BioWare, the creators of popular game franchises such as Mass Effect and Dragon Age have been subtly showing their support for the LGBT community for years. As those of you who have had the pleasure of playing the titles in these series will already know, role playing games created by BioWare tend towards long, epic plots with a combination of action, humour and romance.
Romantic options aren’t unique to BioWare games but their titles do stand out by catering to players of multiple sexualities. In
Dragon Age II, for example, the characters in the protagonist’s party are all available for courting. Whether the player has chosen to play as male or female is not an issue, and the romance plots are the same for both genders. Dragon Age: Origins even had two openly bisexual characters which the hero could choose to start a relationship with: Zevran (think: Legolas, but with the voice and back-story of Antonio Banderas’ Puss-in- Boots) and Leliana, a bard.
Although optional romance subplots in video games are increasingly prevalent, BioWare seems to be handling them the most successfully, by offering well-written partners who exist as more than just objects to seduce.
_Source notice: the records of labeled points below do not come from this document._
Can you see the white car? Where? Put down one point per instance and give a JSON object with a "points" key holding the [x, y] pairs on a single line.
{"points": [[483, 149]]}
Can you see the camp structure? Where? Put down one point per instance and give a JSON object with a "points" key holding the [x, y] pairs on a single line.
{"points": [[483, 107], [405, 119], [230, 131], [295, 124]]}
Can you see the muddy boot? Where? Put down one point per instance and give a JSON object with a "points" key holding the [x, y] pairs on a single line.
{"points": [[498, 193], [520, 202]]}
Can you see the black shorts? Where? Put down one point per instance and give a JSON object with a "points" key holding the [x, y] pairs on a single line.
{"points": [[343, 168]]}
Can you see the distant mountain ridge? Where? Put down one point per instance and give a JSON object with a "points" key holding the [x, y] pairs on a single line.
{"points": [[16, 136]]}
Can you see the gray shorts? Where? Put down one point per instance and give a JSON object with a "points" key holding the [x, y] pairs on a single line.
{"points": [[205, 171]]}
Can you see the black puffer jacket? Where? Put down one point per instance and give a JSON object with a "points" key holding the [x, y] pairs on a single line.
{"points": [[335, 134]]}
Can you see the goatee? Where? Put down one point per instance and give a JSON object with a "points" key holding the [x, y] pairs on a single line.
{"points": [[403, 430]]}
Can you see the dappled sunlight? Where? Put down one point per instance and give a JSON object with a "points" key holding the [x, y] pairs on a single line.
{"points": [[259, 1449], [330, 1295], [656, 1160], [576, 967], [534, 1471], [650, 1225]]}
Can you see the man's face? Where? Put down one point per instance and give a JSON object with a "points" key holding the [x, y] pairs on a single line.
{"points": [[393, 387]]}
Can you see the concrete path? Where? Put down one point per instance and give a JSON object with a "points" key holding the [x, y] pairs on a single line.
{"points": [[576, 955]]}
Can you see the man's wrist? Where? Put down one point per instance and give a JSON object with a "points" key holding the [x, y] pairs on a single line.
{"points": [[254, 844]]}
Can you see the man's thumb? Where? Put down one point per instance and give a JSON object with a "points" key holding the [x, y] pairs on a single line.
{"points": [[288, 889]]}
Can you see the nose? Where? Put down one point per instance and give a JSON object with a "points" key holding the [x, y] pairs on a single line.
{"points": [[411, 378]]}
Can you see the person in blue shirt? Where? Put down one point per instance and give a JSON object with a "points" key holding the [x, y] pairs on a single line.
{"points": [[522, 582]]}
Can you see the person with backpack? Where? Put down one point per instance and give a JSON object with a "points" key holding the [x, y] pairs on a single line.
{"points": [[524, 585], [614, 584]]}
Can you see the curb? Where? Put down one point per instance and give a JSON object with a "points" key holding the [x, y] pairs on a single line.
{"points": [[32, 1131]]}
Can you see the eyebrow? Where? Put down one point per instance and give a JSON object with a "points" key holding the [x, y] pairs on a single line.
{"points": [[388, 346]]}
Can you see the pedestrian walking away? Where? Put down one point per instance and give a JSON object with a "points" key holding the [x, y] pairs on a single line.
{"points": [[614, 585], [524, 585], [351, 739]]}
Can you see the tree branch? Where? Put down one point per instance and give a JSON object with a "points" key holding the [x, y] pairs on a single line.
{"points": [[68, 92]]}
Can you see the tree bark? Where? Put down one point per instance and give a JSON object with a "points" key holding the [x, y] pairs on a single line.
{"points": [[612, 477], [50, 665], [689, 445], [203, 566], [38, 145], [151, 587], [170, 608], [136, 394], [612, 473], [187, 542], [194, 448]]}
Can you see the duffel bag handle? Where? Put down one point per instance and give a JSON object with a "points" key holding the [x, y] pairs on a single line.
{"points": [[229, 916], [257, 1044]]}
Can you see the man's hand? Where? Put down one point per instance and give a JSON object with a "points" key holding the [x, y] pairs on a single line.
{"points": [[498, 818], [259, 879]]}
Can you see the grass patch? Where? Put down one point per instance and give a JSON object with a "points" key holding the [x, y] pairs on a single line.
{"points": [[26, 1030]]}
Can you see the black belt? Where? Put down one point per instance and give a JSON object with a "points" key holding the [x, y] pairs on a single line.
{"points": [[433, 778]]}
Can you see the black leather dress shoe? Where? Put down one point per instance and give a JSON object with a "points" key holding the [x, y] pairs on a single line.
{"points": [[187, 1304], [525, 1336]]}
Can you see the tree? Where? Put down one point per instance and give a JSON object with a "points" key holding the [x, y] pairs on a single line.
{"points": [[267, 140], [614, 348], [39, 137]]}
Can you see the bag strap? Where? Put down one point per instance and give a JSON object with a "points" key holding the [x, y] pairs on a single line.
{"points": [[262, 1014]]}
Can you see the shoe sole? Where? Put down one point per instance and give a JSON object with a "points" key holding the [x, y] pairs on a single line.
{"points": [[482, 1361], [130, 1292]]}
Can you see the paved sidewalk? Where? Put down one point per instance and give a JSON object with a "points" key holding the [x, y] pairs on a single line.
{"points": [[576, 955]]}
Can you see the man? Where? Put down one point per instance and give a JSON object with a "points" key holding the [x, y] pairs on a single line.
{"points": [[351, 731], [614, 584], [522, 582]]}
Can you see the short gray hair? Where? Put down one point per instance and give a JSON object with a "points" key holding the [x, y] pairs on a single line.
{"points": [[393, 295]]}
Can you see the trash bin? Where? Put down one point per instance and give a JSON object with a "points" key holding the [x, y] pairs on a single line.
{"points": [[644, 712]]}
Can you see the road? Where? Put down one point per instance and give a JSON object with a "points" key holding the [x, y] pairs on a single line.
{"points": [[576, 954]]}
Often, these subplots will have the effect of developing the characters, which adds to the player’s investment. This sets it apart from games like
Fable III and Skyrim, which offer the player both heterosexual and homosexual marriage options, but the player’s spouse tends to be a generic non-playable character with five lines of bland dialogue.
David Gaider, head writer of the Dragon Age games, discussed romance options in a recent blog post [bit.ly/ W3O78N]. Even though Dragon Age II offered a wide range of romance subplots, he dislikes the idea of all of the characters being possible romantic interests. He says that doing that causes the player to objectify all of the characters and to see them differently than they might do otherwise.
He suggests that it would also be better to make future romances more complex by introducing doomed relationships with realistic obstacles such as adultery.
These ideas could be really effective if implemented successfully, but there could be a risk of detracting from the main plot. Narrative in BioWare RPGs is already end-of-the-galaxy dramatic so adding tragic relationships may affect the game negatively, causing too much melodrama or seeming downright petty in comparison to the bigger picture. So what does this mean for
Dragon Age III: Inquisition, which is currently in development? Were Gaider’s comments about the romantic subplots foreshadowing some trouble in paradise?
With games becoming increasingly cinematic and technically proficient, complete immersion should continue to be a priority, and adding romance to the game can make a real difference in terms of the player’s enjoyment. BioWare’s are industry leaders in this sense, acknowledging their wide demographic by making their RPGs accessible to players of all genders and sexualities.